Jimmy Dunn writing as Mark Andrews

This series of articles cover minor temple ruins on the West Bank at Luxor (Ancient Thebes). In part one of this series, we briefly investigated the ruins of the Temples belonging to Amenhotep I, Amenhotep II, Siptah, the Colonnaded Temple of Ramesses IV, the Ramessid Temple, the Chapel of the White Queen and the private temple of Nebwenenef. We also listed, with links, the major temples on the West Bank at Thebes. In part two of this series, we will explore the temples of Ramesses IV (mortuary), Amenophis son of Hapu, Tuthmosis II, and the North and South temples at Nag Kom Lolah.

Nag Dom Lohal is the village that sprawls around Medinet Habu and is considered to include the area between the temple of Amenhotep III in the north to the Malqata (Malkata) palace to the south. This is where the great temple of Ramesses III was located, but there are a number of smaller temples as well. They include:

Temple of Ramesses IV

Just across the modern road from the temple of Amenhotep III lies the small temple built by Ramesses IV. It is situated just behind the Office of the Antiquities Inspector. Unfortunately, there is almost nothing left of this small temple.

Temple of Amenophis son of Hapu

Ground Plan of the Temple of Amenophis Son of Hapu on the West Bank at Luxor, Egypt

Probably, one of the better of the smaller temples in the area is that of a non-royal high court official who lived during the time of Amenhotep III. He was also named Amenhotep (or Amenophis, Greek), and he was responsible for the construction of his king's great mortuary temple as well as other building projects including Soleb in Lower Nubia.

Being granted the honor of his own mortuary temple undoubtedly reflects the great status he had before Amenhotep III. Few were granted such favors. His mortuary temple lies just behind and a little to the west of his king's mortuary temple.

While Amenophis' mortuary temple may be tiny compared to that of Amenhotep III's it was well designed with splendid construction. It is the largest of the West Bank's private temples, and is just as large as, for example, the temple of Tuthmosis III at Gurna. In fact, it was much larger than the nearby temple of Tuthmosis II.
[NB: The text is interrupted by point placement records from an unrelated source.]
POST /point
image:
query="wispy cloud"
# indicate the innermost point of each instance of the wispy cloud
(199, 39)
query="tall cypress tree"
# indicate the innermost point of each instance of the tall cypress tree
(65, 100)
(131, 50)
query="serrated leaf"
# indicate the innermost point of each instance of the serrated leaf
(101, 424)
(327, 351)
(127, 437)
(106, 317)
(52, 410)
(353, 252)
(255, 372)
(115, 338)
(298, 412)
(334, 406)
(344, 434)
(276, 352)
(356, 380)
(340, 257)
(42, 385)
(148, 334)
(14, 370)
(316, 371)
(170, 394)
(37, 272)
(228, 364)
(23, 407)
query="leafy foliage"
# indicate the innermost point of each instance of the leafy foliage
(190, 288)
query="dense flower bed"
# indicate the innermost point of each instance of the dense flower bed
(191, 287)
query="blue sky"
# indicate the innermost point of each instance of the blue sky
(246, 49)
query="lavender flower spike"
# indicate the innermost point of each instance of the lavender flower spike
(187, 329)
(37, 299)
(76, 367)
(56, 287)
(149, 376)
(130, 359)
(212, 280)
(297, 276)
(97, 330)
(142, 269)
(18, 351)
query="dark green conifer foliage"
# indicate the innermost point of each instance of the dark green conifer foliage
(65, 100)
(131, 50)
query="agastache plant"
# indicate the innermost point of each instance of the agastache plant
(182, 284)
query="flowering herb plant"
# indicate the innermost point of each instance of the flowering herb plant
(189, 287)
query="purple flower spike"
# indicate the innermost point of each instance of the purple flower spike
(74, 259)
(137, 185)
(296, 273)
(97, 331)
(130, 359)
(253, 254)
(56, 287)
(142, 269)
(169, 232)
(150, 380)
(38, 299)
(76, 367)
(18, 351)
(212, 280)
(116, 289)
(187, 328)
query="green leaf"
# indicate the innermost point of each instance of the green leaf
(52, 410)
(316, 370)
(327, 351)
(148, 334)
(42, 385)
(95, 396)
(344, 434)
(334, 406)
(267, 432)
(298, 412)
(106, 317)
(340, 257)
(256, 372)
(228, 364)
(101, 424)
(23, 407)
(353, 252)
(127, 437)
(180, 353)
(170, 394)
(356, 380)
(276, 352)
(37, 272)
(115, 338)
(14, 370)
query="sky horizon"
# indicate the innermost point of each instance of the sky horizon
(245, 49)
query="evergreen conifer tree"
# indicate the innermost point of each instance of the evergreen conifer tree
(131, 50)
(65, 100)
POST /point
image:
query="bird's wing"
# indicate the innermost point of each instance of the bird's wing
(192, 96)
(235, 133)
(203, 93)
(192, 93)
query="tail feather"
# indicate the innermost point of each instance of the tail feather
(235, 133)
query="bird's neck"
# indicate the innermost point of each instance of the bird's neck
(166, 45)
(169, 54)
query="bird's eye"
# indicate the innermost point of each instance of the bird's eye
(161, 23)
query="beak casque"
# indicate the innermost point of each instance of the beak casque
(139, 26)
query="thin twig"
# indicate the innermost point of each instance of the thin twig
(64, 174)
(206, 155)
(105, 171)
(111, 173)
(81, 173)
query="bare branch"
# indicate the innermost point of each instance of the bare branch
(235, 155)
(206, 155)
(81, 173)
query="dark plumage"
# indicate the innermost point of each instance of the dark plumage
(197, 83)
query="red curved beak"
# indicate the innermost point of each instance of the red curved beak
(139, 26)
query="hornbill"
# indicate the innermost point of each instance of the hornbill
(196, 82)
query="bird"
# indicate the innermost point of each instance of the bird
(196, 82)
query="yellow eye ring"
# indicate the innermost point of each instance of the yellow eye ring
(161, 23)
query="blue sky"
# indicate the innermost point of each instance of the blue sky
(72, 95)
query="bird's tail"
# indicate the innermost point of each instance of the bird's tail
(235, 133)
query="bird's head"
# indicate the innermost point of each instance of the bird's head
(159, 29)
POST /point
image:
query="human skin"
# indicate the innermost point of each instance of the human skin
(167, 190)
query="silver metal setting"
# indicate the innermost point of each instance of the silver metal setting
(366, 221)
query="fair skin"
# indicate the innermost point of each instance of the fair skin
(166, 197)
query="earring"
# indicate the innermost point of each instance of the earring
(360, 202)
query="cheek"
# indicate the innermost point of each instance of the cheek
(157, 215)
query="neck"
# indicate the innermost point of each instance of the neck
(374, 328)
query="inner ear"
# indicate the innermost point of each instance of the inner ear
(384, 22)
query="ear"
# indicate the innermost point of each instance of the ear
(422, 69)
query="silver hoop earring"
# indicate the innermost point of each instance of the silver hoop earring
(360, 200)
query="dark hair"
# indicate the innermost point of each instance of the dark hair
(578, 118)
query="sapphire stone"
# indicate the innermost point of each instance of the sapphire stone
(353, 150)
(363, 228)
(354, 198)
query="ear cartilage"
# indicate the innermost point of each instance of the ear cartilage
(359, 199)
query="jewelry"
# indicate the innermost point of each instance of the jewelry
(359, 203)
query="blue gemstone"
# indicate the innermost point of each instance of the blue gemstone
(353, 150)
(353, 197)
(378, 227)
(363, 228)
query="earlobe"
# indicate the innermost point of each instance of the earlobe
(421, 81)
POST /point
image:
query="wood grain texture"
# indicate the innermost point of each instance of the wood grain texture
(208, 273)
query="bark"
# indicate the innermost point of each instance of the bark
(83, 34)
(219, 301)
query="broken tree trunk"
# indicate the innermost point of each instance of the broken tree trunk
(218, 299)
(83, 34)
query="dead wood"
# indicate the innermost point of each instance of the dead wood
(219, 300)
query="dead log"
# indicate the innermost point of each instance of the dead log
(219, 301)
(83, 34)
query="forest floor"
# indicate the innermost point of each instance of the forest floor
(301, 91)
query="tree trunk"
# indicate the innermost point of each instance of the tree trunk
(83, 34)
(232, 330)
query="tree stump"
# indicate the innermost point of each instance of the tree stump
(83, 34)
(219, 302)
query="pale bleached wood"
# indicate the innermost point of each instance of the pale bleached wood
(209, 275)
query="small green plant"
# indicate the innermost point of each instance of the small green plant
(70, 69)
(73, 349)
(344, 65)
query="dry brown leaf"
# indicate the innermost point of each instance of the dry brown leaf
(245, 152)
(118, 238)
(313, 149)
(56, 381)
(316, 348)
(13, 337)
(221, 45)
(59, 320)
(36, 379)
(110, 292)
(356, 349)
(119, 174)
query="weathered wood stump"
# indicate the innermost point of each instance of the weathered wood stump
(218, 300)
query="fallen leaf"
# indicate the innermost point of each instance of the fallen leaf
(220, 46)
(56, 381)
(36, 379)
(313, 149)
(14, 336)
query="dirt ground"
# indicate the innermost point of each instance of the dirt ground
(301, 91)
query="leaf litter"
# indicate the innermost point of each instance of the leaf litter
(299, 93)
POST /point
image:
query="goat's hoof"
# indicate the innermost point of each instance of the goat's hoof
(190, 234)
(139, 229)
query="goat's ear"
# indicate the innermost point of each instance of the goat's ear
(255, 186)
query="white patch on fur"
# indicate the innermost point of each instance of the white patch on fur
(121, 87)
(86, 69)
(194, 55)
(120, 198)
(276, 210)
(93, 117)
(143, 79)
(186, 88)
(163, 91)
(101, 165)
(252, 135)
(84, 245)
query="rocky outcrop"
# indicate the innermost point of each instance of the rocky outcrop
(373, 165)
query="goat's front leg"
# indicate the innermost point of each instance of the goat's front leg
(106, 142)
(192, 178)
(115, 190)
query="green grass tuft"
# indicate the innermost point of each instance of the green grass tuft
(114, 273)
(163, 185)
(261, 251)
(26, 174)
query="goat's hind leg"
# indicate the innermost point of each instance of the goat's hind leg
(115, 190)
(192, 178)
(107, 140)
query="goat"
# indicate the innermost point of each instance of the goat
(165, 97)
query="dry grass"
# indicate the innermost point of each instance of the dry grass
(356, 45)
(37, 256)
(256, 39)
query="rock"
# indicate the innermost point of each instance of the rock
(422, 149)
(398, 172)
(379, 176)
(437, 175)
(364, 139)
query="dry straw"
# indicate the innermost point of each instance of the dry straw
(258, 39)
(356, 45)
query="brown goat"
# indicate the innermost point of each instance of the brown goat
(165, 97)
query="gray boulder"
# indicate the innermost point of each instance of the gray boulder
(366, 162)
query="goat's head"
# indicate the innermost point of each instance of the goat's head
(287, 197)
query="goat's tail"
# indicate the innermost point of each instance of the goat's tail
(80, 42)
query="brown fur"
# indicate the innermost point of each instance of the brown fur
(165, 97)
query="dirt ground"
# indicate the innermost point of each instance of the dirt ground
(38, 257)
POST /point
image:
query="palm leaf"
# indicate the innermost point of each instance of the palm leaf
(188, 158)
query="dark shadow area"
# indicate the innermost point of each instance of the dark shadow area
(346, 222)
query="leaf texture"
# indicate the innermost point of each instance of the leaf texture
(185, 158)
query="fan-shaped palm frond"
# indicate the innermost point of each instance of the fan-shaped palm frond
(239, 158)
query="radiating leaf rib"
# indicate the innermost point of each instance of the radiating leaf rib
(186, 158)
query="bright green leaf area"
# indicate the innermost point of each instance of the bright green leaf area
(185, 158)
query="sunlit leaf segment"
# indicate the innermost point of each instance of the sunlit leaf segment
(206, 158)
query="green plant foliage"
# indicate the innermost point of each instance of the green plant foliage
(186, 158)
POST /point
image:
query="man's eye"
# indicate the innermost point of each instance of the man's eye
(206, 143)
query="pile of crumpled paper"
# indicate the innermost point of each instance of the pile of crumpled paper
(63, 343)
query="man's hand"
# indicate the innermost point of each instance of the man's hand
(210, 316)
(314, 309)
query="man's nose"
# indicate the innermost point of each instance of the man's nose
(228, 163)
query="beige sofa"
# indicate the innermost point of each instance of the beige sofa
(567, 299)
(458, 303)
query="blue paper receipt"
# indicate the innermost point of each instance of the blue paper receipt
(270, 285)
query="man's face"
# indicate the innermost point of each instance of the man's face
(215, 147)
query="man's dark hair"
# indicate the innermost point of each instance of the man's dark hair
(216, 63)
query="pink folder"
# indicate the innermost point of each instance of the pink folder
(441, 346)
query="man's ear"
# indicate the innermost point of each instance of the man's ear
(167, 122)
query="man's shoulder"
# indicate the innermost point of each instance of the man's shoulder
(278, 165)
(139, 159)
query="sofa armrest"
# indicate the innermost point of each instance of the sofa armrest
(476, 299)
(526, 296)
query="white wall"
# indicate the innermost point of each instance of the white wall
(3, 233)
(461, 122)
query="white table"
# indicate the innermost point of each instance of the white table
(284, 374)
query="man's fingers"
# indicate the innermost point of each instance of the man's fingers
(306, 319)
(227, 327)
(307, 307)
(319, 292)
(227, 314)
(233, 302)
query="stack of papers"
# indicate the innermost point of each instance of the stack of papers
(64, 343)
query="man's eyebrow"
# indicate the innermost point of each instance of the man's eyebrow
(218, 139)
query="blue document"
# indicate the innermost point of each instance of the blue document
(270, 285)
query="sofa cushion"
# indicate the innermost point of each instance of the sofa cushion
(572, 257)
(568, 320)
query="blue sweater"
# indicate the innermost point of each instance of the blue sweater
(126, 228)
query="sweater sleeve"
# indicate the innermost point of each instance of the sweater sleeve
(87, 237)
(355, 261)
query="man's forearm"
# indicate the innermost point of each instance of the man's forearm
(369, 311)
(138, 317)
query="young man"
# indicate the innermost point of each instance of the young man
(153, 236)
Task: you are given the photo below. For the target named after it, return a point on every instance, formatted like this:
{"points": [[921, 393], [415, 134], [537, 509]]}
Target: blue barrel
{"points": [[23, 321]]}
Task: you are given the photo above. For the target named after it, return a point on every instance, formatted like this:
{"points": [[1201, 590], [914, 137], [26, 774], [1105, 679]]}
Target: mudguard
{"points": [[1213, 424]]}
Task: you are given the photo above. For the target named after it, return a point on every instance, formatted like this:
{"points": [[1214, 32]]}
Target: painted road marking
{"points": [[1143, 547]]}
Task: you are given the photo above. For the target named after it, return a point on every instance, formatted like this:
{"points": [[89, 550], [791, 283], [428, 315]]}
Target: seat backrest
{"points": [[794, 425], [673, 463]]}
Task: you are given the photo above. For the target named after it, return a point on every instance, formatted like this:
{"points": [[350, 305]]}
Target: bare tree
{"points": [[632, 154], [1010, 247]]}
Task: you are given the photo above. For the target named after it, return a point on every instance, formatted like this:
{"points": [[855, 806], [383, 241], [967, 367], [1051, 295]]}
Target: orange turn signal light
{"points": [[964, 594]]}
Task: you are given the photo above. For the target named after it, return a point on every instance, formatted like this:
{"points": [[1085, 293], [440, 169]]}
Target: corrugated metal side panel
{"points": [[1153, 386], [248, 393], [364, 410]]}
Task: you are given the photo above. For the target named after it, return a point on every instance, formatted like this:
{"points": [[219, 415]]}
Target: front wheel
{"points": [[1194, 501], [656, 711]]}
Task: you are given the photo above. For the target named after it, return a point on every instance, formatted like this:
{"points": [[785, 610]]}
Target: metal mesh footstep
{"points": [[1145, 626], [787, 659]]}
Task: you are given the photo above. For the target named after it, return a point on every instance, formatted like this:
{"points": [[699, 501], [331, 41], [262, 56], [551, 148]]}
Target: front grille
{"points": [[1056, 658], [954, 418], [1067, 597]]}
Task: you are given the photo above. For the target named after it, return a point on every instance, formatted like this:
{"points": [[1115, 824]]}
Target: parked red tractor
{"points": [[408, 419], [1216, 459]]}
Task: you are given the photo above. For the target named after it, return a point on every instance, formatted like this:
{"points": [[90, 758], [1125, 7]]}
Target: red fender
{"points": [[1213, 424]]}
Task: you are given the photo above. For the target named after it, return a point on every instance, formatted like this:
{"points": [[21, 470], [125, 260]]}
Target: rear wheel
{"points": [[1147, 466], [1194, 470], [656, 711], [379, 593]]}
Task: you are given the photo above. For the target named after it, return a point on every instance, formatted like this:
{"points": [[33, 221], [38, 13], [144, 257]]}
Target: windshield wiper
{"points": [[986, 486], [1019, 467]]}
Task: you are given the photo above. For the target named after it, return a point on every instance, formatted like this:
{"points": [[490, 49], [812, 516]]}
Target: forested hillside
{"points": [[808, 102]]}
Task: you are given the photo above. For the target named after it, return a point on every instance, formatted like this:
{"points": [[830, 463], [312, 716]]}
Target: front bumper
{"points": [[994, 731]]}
This temple's facade consisted of large pylons through which one accessed a large, tree lined court basin surrounded by a pillared portico. at the rear of the court was a second set of pylons that communicated with the inner areas of the temple. This section of the temple consisted of a columned court with many small chambers, laid out in with almost perfect symmetry. The cult of this official was considerable, outlasting many royal cults. A degree in the 21st Dynasty relating to this temple indicates that his cult was still flourishing after some 300 years. In fact, he was not only worshipped in this temple, but also had chapels in the Temple of Hatshepsut at Deir el-Bahri, and in the Ptolemaic (Greek) temple of Hathor at Deir el-Medina.Apparently, he was officially deified during the Ptolemaic era, so his cult may have lasted for a very long time indeed.

Regardless of this temple's prominence in the area, unfortunately like most of the other temples in this area, only scant remains survive.

Temple of Tuthmosis II

A drawing of the Temple of Tuthmosis II on the West Bank at ancient Thebes

Mostly ruined and miniscule beside the much larger Temple of the commoner, Amenophis son of Hapu, Tuthmosis II's temple measures only a couple of dozen meters in length. It was called "Shespet-ankh", or Chapel of Life. The temple was completed by Tuthmosis III, Tuthmosis II's son.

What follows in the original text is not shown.